After CHP leader Kılıçdaroğlu did not attend the 25-minute meeting, Kahraman told reporters that an invitation was sent to him but the CHP leader had another meeting to attend.
Kılıçdaroğlu denied Kahraman’s comments, saying he had not received an invitation.
“It does not suit the parliamentary speaker to lie,” he told reporters.
It was subsequently reported that Kahraman called Kılıçdaroğlu on the phone to apologize “for the lack of communication.”
“I have a meeting with Bahçeli on Thursday [Oct. 5], then I will receive the opinions of Kılıçdaroğlu by sending him an invitation, if circumstances allow,” Erdoğan said on Oct. 1 at the opening ceremony at parliament.
He said the opinions of the leaders would “enrich the process at this stage” regarding further steps that the ruling Justice and Development Party (AKP) will take about the referendum.
The KRG voted on independence from Iraq on Sept. 25 amid disapproval from the neighboring governments of Iran, Turkey, world powers, and the Baghdad government.
Prime Minister Binali Yıldırım on Oct. 2 urged KRG officials to pursue talks with Baghdad.

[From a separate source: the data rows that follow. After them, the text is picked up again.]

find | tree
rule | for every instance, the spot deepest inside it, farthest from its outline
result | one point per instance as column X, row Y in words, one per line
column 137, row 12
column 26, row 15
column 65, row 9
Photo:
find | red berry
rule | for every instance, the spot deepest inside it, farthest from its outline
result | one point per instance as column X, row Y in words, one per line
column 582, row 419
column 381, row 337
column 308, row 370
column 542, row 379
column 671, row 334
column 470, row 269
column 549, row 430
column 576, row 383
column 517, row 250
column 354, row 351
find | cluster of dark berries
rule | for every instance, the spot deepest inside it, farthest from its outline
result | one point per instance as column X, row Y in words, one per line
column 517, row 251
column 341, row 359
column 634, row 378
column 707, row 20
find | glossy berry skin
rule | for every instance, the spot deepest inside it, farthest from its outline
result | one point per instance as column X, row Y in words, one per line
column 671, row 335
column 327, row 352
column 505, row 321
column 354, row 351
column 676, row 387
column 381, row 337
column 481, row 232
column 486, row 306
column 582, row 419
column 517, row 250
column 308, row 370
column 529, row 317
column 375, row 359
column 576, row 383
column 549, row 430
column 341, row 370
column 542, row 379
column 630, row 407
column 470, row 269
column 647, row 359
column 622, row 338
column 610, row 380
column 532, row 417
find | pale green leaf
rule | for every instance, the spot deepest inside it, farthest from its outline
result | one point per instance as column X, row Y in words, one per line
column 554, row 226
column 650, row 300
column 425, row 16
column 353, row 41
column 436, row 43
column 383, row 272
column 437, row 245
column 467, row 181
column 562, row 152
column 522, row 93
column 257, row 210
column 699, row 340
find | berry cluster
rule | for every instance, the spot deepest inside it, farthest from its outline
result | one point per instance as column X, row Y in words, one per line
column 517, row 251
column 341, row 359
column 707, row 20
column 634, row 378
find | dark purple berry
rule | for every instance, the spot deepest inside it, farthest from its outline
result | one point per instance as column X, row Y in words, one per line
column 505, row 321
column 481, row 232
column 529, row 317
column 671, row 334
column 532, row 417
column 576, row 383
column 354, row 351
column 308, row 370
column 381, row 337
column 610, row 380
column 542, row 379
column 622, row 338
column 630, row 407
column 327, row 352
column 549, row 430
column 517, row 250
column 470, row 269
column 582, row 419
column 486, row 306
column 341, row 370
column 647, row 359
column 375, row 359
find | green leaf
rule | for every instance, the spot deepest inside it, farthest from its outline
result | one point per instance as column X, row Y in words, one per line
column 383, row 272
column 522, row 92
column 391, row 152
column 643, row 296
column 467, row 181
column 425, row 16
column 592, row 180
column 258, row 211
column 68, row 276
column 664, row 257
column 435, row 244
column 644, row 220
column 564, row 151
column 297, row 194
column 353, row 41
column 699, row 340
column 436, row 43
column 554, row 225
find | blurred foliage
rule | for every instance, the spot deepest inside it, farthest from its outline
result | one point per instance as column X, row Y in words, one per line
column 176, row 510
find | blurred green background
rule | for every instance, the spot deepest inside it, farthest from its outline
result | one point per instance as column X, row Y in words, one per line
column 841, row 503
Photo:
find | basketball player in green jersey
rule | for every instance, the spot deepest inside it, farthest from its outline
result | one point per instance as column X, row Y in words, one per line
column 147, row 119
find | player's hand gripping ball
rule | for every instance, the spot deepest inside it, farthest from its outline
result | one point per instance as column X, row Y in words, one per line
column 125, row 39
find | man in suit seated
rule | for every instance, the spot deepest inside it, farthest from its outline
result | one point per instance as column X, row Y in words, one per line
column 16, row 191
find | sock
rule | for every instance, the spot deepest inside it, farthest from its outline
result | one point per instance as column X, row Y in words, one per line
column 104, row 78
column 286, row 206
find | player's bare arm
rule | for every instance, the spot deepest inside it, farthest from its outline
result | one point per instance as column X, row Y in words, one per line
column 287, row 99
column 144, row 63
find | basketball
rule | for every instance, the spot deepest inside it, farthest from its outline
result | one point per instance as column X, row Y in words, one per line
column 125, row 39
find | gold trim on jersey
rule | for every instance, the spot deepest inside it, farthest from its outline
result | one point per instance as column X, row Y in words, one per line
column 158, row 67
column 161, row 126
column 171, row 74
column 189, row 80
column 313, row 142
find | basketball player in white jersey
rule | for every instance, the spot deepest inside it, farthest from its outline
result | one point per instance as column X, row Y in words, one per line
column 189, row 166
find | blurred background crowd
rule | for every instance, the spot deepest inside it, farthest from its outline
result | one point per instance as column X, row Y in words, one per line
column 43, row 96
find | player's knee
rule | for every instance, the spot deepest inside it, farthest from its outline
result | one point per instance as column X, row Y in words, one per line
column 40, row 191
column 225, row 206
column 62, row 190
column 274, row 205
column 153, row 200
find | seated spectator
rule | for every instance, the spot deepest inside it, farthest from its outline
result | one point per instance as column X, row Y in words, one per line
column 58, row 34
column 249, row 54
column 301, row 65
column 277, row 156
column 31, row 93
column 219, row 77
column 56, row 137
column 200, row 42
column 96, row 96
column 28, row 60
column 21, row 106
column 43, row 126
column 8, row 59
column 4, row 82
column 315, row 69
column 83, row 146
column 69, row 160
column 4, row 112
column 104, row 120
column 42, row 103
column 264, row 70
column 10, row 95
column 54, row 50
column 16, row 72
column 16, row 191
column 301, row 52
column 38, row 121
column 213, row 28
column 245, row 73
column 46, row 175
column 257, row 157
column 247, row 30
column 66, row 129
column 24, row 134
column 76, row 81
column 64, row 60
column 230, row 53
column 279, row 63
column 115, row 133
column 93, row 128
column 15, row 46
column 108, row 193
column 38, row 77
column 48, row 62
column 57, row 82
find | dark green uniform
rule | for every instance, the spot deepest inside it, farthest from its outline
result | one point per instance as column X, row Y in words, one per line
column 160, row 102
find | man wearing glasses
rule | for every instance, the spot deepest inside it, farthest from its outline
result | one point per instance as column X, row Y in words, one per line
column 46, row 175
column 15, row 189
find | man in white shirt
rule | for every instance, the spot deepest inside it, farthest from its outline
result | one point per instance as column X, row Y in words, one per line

“They should sit with the Iraqi government and the rights of northern Iraqi government should be secured within the scope of the constitution. We would support this. In this way the issue could be settled amicably, otherwise, it will get more difficult to manage the issue,” Yıldırım said at the reception.
He also added that Ankara opposed the independence referendum of Catalonia in Spain, which took place on Oct. 1 amid the Spanish government’s attempted suppression.
“Just as we oppose the northern Iraqi [referendum] it is normal that we also oppose this [Catalan referendum]. The background of the issue should be examined. Forming an early opinion would be a mistake,” Yıldırım said.
“EU countries should be the first to respond. As they are all one state, let’s see how they respond. We have given our reaction to our neighbor, they will give their reaction to their neighbors,” he added.